Non bisogna crearsi troppi sensi di colpa: è vero. Ma se uno, oltre che tendere alla felicità altrui, vuole sforzarsi di offrire anche le proprie sofferenze e le proprie angosce a Dio con spirito penitenziale, perché mai dovrebbe essere malato spiritualmente? Siamo noi che non capiamo o sono questi nostri fratelli teologi che non si fanno capire? Siamo noi che non capiamo o sono loro a sbagliare quando giungono a dichiararsi stupiti «nel sentire che ci sono ancora parroci che fanno recitare alla gente l’atto di dolore. Ma vi rendete conto? A 40-50 anni dal Concilio ancora l’atto di dolore?» (Ivi). E’ francamente difficile comprendere perché dia tanto fastidio la recita dell’atto di dolore. Se uno va a confessarsi è più che naturale che si senta addolorato per i peccati commessi: cos’altro dovrebbe dire al Signore se non il proprio pentimento per il male commesso con relativa richiesta di perdono? E poi cosa c’entra il Concilio con la giusta sopravvivenza di questa antica e bellissima preghiera cristiana?

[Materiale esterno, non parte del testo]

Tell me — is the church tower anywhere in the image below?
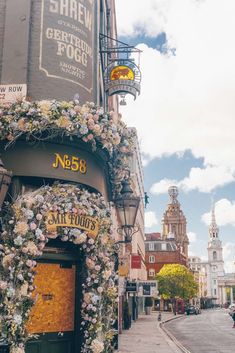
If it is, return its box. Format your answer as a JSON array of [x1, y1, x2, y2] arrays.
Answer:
[[162, 186, 189, 259], [207, 205, 224, 303]]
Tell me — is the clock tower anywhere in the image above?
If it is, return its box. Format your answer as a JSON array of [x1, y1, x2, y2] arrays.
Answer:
[[207, 205, 224, 303], [162, 186, 189, 260]]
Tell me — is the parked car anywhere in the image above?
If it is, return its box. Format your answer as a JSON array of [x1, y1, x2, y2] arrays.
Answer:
[[185, 305, 201, 315], [228, 303, 235, 316]]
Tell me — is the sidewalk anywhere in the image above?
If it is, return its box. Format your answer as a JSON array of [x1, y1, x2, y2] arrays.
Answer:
[[117, 312, 181, 353]]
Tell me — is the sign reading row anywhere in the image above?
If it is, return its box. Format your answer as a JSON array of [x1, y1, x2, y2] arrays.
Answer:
[[0, 83, 27, 103]]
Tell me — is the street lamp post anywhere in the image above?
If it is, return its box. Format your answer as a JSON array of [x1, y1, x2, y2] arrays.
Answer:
[[115, 179, 140, 244], [0, 158, 12, 211]]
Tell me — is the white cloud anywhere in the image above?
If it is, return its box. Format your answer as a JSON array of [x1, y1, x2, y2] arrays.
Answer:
[[150, 179, 177, 195], [150, 165, 235, 194], [201, 199, 235, 227], [223, 242, 235, 272], [116, 0, 235, 172], [187, 232, 197, 243], [144, 211, 158, 228]]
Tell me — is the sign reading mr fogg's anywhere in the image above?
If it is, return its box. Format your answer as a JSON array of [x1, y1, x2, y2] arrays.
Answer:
[[40, 0, 94, 92], [46, 212, 99, 238]]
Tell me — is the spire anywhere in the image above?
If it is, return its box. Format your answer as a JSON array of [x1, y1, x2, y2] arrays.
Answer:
[[168, 186, 179, 204], [209, 200, 219, 238]]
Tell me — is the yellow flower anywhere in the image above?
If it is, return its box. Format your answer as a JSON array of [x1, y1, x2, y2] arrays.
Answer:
[[18, 118, 26, 131], [14, 222, 29, 235], [56, 115, 71, 128], [38, 100, 51, 115]]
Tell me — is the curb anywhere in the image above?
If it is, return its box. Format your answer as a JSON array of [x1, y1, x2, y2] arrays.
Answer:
[[159, 315, 191, 353]]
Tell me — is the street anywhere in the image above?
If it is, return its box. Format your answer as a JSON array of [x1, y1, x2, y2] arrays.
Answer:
[[165, 309, 235, 353]]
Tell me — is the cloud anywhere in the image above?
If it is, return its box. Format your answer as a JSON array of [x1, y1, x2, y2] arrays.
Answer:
[[201, 199, 235, 227], [144, 211, 158, 228], [150, 166, 235, 194], [187, 232, 197, 243], [150, 178, 177, 195], [223, 242, 235, 272], [116, 0, 235, 172]]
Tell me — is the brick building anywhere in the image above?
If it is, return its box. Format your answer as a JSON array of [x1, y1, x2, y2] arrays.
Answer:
[[145, 186, 189, 279], [145, 233, 187, 279]]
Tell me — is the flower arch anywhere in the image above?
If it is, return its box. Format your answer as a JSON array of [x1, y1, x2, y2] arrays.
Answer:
[[0, 183, 117, 353]]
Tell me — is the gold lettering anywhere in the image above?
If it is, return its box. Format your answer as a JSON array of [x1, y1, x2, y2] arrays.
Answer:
[[49, 0, 59, 13], [52, 153, 65, 169], [52, 153, 87, 174], [69, 0, 78, 21], [49, 0, 92, 31], [60, 0, 69, 16]]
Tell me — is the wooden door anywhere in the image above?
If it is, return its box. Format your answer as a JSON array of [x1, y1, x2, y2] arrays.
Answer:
[[26, 261, 76, 353]]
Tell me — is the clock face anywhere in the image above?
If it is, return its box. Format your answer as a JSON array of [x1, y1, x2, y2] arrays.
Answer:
[[168, 186, 178, 198]]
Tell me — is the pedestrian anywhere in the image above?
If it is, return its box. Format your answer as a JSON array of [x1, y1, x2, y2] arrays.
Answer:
[[232, 309, 235, 328]]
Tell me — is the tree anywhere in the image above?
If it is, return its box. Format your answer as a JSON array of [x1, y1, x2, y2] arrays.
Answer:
[[156, 264, 198, 300]]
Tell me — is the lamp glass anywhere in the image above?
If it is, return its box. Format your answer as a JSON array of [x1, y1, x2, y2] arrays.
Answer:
[[116, 197, 140, 227]]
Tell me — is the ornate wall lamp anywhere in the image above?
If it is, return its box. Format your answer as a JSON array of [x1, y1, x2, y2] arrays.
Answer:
[[115, 179, 140, 244], [0, 158, 12, 211]]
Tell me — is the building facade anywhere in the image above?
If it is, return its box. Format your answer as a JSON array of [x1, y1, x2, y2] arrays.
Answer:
[[162, 186, 189, 259], [189, 207, 227, 306], [145, 233, 186, 279], [0, 0, 145, 353]]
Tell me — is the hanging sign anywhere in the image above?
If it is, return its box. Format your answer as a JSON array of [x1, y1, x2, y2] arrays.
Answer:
[[118, 255, 130, 277], [46, 212, 99, 238], [105, 60, 141, 98], [138, 281, 158, 298]]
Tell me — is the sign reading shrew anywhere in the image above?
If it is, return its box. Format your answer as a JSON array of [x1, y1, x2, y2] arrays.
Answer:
[[40, 0, 94, 93]]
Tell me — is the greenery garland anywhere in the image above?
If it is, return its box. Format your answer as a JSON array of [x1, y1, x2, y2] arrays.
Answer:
[[0, 100, 135, 196], [0, 184, 117, 353]]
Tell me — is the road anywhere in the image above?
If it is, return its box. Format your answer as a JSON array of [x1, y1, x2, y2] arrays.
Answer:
[[165, 309, 235, 353]]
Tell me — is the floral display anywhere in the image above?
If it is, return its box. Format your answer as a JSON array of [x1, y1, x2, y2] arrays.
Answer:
[[0, 100, 134, 195], [0, 183, 117, 353]]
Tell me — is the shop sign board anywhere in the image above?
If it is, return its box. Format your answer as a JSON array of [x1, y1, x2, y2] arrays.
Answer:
[[131, 255, 141, 269], [0, 141, 109, 198], [126, 281, 138, 293], [0, 83, 27, 103], [39, 0, 95, 93], [46, 210, 99, 238], [138, 281, 158, 298]]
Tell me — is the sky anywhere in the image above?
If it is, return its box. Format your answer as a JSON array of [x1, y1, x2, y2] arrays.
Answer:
[[115, 0, 235, 272]]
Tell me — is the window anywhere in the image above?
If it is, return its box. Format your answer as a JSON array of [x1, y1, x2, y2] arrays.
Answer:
[[213, 251, 217, 260]]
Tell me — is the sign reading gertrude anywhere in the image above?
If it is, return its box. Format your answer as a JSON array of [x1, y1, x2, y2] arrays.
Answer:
[[46, 212, 99, 238], [40, 0, 94, 93]]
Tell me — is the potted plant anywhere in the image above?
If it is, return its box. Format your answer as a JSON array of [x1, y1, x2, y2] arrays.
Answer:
[[144, 297, 153, 315]]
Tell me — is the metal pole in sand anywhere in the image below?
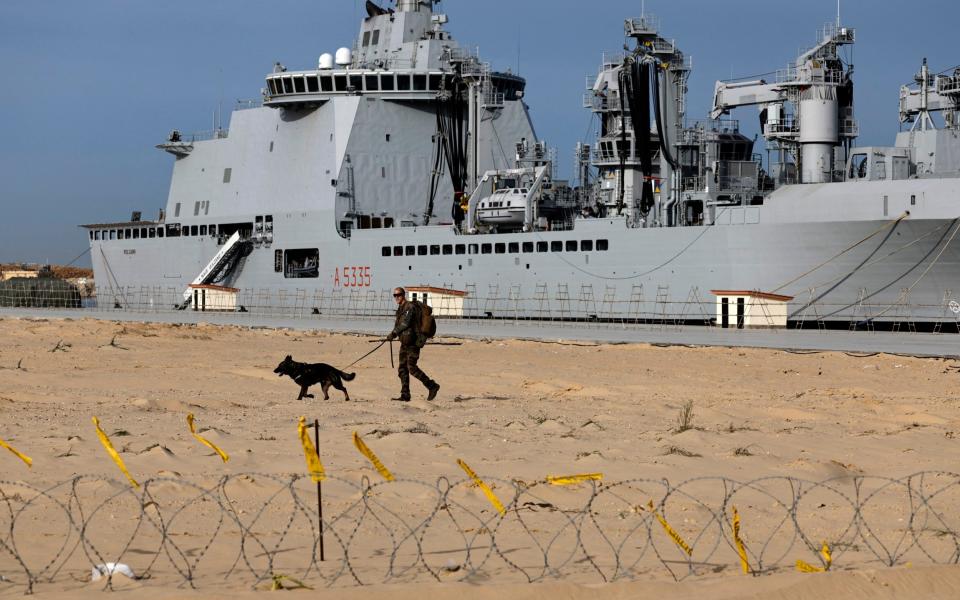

Un teologo che dice che Gesù contrappone all’imperativo del vecchio testamento: “siate santi come io sono santo”, il suo nuovo imperativo: “siate misericordiosi come lo è il Padre vostro”, suscita forti perplessità. Uno che è misericordioso non può essere santo, non è santo, non può legittimamente aspirare ad esser santo come Dio si aspetta che lui faccia? Ma si legge: «Attenti alla spiritualità della santità, attenti alla spiritualità dell’uomo che cerca Dio perché questo lo conduce ad essere completamente ateo, refrattario a Dio perché l’uomo che cerca Dio si innalza verso Dio. Ma Dio non sta in alto, sta in basso ed è sceso a livello degli uomini per mostrare agli uomini la sua compassione». Anche qui si stenta a capire la profondità di quest’affermazione e la linearità di quella seguente: «il Padre è un padre che ama i suoi figli indipendentemente dalla loro condotta e il loro comportamento, questo è il Padre». Ma, si potrà giustamente eccepire, alla fine non c’è un paradiso, non c’è un inferno? Sí, sembrerebbe essere la risposta, ma il loro significato è puramente pedagogico, quindi ben lontano da quel significato terroristico con cui tradizionalmente vengono presentate queste espressioni evangeliche. Avete capito? Se avete capito, preghiamo insieme il Signore affinché conceda alla sua Chiesa la capacità di difendersi in modo adeguato da errori che ognuno di noi può facilmente commettere.